In the Office: Praying in Faith Together

A member of my church came to see me yesterday. She came because she’s agonizing in prayer—seeking from the Lord an answer to a request that’s not for herself, but someone else; that she’s been praying over faithfully for quite some time; and that’s grounded in a deep awareness of who God is, and what prayer is, and what prayer is not. But as “persevering” as her prayers have been — and as deeply devoted to Christ as she is — an answer has not yet come.

At this point, I should probably rush to say that she knows all about the potential and very legitimate “reasons” that her request has not been granted. Perhaps the answer is “not yet.” Maybe God is using this time of prayer and waiting to cultivate some important quality in her life or in the life of the person for whom she’s praying. Perhaps the “open doors” about which she’s been praying would turn out to be the “wrong doors,” if she could see them from God’s loving and all-knowing perspective.

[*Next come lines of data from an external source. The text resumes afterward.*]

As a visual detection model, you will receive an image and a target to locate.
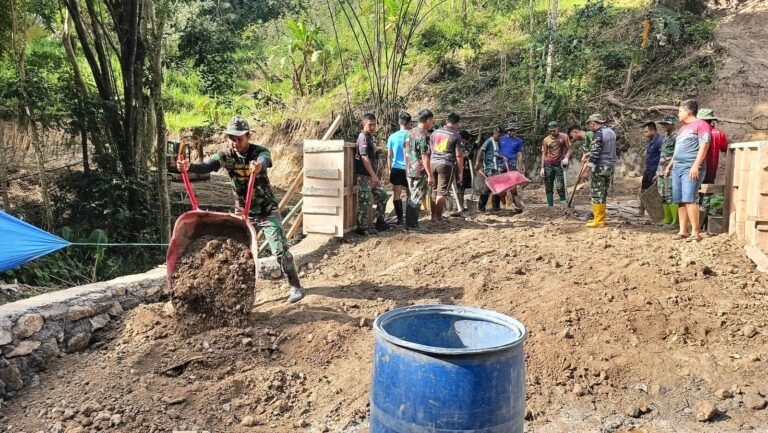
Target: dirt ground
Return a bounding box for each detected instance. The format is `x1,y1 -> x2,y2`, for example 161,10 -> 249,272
1,177 -> 767,433
700,0 -> 768,142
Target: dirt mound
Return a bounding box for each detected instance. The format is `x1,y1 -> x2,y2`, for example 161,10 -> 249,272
3,198 -> 768,432
172,235 -> 255,333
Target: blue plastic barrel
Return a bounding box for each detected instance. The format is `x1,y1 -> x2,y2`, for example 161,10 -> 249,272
370,305 -> 527,433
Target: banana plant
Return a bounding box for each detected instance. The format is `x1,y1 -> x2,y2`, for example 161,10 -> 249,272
286,19 -> 323,96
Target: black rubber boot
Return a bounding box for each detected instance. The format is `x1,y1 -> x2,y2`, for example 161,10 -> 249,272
478,193 -> 490,212
375,217 -> 390,231
394,199 -> 404,224
492,195 -> 501,211
405,205 -> 418,229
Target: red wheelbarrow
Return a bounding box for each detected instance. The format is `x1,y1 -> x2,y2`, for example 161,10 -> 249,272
479,161 -> 531,195
166,144 -> 260,290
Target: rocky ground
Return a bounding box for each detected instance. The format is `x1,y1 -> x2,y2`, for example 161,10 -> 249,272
1,179 -> 767,433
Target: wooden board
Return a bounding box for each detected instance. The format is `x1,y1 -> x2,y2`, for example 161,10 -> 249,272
303,140 -> 346,153
304,224 -> 337,235
305,168 -> 341,179
303,206 -> 339,215
699,184 -> 725,194
302,187 -> 340,197
745,245 -> 768,273
725,141 -> 768,265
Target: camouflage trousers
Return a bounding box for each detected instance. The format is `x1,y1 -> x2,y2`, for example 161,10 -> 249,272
590,165 -> 614,205
406,176 -> 429,212
356,175 -> 389,228
253,210 -> 300,288
544,164 -> 566,200
656,175 -> 673,203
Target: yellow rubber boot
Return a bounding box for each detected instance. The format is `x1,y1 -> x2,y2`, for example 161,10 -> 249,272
586,204 -> 606,228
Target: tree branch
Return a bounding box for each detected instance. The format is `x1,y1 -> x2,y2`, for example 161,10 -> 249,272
606,95 -> 768,130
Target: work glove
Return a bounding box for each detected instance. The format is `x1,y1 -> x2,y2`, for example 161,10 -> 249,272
561,157 -> 569,168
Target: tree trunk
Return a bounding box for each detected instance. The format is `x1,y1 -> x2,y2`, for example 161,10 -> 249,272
63,11 -> 105,160
545,0 -> 558,84
147,0 -> 171,243
26,116 -> 54,230
11,0 -> 53,229
0,123 -> 9,210
622,62 -> 635,98
80,127 -> 90,175
529,0 -> 536,116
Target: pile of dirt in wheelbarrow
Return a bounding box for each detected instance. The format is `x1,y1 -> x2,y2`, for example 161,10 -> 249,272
171,235 -> 255,332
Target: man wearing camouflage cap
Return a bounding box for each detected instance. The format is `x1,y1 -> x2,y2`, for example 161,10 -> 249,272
177,116 -> 305,303
581,114 -> 617,227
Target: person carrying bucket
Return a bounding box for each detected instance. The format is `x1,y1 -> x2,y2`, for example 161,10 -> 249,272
177,116 -> 305,304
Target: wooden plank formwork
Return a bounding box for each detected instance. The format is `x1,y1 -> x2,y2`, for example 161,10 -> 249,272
302,140 -> 357,237
724,141 -> 768,270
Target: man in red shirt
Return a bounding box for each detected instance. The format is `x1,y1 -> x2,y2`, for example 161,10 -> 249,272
698,108 -> 729,184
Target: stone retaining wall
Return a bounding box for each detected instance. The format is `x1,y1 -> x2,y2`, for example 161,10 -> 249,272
0,234 -> 337,401
0,268 -> 167,400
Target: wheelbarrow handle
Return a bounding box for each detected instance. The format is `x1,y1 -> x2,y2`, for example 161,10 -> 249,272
243,171 -> 256,221
177,141 -> 199,210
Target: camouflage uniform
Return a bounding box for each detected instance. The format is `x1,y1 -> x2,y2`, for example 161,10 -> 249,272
355,131 -> 389,229
188,120 -> 301,291
589,166 -> 614,204
404,126 -> 431,227
543,165 -> 566,200
656,132 -> 676,203
355,175 -> 389,227
586,125 -> 617,205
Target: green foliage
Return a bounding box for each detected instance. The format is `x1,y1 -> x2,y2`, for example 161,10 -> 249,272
0,35 -> 72,124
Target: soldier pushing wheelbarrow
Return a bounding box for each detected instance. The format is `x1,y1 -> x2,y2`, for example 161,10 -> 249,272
173,116 -> 305,304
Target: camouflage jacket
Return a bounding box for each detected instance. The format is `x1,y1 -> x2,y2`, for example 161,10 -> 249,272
405,126 -> 431,179
189,143 -> 278,217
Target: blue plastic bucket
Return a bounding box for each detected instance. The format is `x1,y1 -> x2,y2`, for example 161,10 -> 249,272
370,305 -> 527,433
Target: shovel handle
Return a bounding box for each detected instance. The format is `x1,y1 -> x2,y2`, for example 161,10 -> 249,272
177,141 -> 199,210
243,171 -> 256,220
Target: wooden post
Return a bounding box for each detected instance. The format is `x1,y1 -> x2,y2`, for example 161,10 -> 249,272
287,213 -> 304,240
277,171 -> 304,211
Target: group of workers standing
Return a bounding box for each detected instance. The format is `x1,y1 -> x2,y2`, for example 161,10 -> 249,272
173,97 -> 725,304
639,99 -> 729,242
354,109 -> 621,232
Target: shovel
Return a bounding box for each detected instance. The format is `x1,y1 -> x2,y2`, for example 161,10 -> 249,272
166,143 -> 261,291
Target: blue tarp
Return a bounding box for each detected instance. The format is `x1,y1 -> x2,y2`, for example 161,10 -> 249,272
0,211 -> 70,272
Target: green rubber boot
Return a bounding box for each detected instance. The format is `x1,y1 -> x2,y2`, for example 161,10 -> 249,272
546,193 -> 554,207
659,204 -> 673,226
664,204 -> 679,229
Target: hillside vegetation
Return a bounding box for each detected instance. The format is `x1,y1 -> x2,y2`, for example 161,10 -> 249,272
0,0 -> 716,287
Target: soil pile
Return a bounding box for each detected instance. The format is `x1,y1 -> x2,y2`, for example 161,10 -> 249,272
2,181 -> 768,433
172,235 -> 256,332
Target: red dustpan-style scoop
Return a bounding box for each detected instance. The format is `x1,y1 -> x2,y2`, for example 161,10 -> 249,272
166,144 -> 260,290
483,162 -> 531,195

But that doesn’t change the fact that prayer is hard, especially when the incredible promises of scripture don’t seem to align with our experience. In fact, today’s Daily Office features one of those promises:

“Is anyone among you in trouble? Let them pray. Is anyone happy? Let them sing songs of praise. Is anyone among you sick? Let them call the elders of the church to pray over them and anoint them with oil in the name of the Lord. And the prayer offered in faith will make the sick person well; the Lord will raise them up. If they have sinned, they will be forgiven. Therefore confess your sins to each other and pray for each other so that you may be healed. The prayer of a righteous person is powerful and effective.” (James 5:13-16)

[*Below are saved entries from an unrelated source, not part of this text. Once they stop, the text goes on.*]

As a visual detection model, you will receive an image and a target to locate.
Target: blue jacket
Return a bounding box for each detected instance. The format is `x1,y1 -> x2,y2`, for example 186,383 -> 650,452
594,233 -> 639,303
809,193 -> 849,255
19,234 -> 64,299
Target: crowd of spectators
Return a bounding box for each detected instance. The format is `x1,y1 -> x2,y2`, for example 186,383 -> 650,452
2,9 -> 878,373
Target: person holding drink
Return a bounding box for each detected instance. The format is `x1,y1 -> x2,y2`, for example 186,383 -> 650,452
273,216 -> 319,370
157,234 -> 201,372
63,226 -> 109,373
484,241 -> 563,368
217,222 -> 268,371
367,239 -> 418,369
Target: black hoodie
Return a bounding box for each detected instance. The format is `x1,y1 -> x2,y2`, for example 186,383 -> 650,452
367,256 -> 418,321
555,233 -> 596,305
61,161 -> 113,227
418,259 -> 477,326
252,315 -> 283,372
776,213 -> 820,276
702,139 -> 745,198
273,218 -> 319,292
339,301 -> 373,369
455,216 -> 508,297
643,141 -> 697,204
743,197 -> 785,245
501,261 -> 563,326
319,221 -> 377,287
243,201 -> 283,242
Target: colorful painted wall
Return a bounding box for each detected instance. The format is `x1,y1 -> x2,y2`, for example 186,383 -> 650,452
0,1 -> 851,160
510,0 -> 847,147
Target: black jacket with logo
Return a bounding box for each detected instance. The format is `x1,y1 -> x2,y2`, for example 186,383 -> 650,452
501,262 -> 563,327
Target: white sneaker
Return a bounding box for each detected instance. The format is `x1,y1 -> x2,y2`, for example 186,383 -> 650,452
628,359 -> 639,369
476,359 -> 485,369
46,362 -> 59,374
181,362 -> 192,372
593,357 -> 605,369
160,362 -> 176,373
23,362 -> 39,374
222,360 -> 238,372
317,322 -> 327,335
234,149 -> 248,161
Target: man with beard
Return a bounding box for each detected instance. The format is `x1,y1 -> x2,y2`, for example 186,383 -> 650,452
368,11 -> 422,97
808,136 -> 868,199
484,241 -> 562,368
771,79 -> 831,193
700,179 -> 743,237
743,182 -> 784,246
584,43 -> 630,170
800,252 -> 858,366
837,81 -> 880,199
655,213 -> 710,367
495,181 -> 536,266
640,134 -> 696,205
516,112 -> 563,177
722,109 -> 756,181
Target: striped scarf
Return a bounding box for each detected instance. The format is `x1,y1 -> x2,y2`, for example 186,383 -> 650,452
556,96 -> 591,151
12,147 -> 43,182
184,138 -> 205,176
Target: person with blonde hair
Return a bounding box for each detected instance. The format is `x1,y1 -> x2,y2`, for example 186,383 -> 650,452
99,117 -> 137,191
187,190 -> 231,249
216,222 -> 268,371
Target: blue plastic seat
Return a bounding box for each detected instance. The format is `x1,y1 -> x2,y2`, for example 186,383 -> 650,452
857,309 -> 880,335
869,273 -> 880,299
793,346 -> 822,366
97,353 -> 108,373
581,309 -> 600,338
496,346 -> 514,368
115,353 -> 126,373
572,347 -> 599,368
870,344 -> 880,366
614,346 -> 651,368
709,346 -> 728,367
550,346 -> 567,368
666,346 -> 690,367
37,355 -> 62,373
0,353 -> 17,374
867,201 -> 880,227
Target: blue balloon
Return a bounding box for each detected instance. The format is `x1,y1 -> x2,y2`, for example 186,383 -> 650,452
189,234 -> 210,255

Can I explain how we’re supposed to make sense of those occasions when prayer doesn’t “work” the way we hoped it would? No, I cannot. I wonder sometimes if part of the problem is that make prayer all about the “answer” that we’re seeking, while it’s really about the relationship with God and with each other that we experience in the course of our seeking. But with that very thought in mind, I do know these things:

  • I know that my friend is being obedient. There’s trouble; so she’s praying. And she’s doing that not just for the sake of getting some “reward” or “answer” at the end. She’s doing that because she loves the Lord; she trusts Him; and she wants to see Him glorified in the life of the person for whom she’s praying.
  • I know that God is faithful. He keeps His promises; and He neither abandons nor forsakes us. He might not always “answer” in the way or at the time that we thought was best. But in all things, He is working for the good of those who love Him and have been called according to His purpose.
  • And finally, I know – that in the midst of our praying with and for each other – there was healing, just as the Bible said there would be. There was the healing that comes from tears that acknowledge our brokenness and our longing. There was the healing that comes from moments that demonstrate our bond in Christ. There was the healing that comes from the reminder – that even in our incompleteness – God’s Spirit is interceding for us with sighs too deep for words. And maybe, just maybe, “connecting” with those sighs – “resting” in the arms of a Father who longs for us and in us and through us – is the greatest answer of all.